Porn Before Puberty
On a recent ABC News Nightline, anchor Juju Chang reported on the growing and frightening phenom of pre-teens learning their sex-ed from internet porn. A forthcoming film entitled “Sexy Baby: A Documentary about Sexiness & the Cyber Age” provided a launching point for the piece.
In a nutshell: A generation of kids are learning about sex, not from their parents, but from internet porn.
Here’s a quote from the Sexy Baby website:
“Most youngsters know someone who has emailed or texted a naked photo of themselves. Many kids have accidentally or intentionally had their first introduction to sex be via hardcore online porn. Facebook has created an arena where kids compete to be ‘liked’ and constantly worry about what image to portray—much of what was once private is now made public…We found that the adult entertainment world…is trickling into the mainstream world…”
Trickling? Hmmm…I’d say flooding is a better word.
Winifred, the teenage girl who was interviewed by Chang (and is one of the pre-teen subjects of the documentary), admits that she posts sexy pictures on Facebook which cannot be viewed by her parents. Instead, every boy at her school sees them. She realizes that the image she creates of herself forms an expectation for her behavior, producing a sort of self-fulfilling prophecy (i.e. sexy pictures=sexy Winifred).
So why does she do it?
“We’re getting messages from everywhere saying if you dress this way you are going to be either treated well or feel powerful.

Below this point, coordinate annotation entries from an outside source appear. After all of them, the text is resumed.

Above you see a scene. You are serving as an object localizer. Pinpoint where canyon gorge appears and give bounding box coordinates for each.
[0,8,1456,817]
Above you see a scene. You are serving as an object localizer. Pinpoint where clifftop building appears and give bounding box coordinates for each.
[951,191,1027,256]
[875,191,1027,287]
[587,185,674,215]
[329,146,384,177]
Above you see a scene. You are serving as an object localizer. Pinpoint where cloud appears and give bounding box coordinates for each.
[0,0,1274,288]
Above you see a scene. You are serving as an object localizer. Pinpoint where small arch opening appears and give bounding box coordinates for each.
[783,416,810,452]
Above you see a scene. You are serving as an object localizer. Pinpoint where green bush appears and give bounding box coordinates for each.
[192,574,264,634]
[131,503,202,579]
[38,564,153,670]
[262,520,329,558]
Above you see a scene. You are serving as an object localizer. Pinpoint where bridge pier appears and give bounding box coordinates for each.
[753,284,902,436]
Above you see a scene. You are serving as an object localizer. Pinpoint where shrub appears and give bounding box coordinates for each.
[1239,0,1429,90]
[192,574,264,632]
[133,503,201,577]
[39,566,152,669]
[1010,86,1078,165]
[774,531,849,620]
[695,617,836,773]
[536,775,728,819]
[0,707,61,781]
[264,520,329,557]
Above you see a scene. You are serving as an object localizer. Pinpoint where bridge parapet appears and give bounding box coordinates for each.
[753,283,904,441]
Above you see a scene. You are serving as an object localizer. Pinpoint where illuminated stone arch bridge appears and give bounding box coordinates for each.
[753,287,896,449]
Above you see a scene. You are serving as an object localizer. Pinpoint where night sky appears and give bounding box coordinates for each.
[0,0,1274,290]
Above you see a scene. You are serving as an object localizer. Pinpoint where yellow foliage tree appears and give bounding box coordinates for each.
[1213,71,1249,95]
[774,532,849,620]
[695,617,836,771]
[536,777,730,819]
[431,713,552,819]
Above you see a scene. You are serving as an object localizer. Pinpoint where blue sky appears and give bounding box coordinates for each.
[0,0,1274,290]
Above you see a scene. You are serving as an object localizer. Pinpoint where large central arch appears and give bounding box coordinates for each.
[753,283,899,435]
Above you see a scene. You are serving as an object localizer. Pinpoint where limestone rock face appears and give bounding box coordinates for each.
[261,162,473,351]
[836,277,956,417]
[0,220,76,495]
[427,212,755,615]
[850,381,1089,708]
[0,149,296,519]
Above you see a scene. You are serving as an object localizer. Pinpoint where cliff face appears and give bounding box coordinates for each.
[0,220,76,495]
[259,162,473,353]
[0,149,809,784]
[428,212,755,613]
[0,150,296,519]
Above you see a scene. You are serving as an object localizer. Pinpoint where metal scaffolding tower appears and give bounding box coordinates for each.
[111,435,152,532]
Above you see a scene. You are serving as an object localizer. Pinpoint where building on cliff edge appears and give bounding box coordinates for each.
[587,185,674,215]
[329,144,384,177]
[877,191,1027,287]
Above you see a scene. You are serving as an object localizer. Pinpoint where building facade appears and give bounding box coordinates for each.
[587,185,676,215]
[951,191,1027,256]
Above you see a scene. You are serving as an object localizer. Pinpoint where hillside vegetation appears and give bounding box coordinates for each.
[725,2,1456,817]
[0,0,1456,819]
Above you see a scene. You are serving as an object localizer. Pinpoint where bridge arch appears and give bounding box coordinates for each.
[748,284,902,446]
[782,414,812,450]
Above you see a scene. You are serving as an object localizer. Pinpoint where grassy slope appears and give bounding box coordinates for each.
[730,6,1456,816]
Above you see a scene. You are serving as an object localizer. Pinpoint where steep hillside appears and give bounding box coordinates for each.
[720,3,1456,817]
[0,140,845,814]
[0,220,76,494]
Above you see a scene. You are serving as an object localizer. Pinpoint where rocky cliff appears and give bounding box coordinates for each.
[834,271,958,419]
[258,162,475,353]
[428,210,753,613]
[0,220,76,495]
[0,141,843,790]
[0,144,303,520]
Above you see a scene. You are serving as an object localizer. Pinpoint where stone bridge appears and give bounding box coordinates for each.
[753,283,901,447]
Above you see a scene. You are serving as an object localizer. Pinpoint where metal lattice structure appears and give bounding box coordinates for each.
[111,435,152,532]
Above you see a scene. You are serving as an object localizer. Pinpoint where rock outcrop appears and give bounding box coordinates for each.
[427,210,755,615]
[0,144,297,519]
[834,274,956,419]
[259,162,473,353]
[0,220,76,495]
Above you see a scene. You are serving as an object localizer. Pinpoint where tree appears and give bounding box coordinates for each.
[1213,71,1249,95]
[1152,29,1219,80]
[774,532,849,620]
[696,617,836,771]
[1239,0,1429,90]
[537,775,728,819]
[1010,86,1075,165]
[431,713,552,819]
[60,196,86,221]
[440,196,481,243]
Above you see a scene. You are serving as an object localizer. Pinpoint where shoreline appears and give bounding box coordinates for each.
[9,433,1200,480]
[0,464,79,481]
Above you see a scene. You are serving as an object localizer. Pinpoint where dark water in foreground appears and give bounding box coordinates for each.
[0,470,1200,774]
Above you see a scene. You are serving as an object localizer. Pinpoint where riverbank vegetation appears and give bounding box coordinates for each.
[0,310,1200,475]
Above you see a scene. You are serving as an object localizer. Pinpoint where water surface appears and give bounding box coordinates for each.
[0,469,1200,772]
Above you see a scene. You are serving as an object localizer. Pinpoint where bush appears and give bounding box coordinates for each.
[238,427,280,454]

Sex is power.”
This sexual currency used for social popularity and acceptance has become a normal part of adolescence throughut our culture. (See my post on sexting for more info.) Parents seem genuinely confused about how to limit their kid’s consumption of porn or even if they should.
In the ABC piece, Winifred’s mother recalls the girls she knew in college who were raised in overly restrictive homes and then went “wild” once they had their freedom. She doesn’t want that for her daughter so she gives her the freedom to wear provocative clothing and post sexy images of herself online.
Clearly parents are confused.
But wait! There’s one glimmer of hope from Winifred!
“If parents are able to talk to their children about what real love and real sex is later on in life, most of the kids I know would trust their parents over two porn stars that they’ve never met.”
I hope she’s right!
But… I’m not sure that’s always the case. Especially if parents continue to condone overtly sexual behavior and clothing in their pre-teen children. Or if they wait too long to seriously discuss sexuality and pornography.
Dr. Jill Manning, in her audio presentation, Let’s Talk About the Elephant in the Room, tells the story of a 9-year-old boy who started watching pornography online, getting into homosexual porn as well. When his parents finally sat him down for the “sex talk,” he dismissed their version of sex. He realized they didn’t know anything about it.
They did know something about it, but their description of sex and his porn-infected view were worlds apart.
How can parents protect their kids from internet porn? What can they teach them and at what age? Let me know what you think! What are your experiences in teaching your children a healthy view of sex before they get exposed or curious about pornography?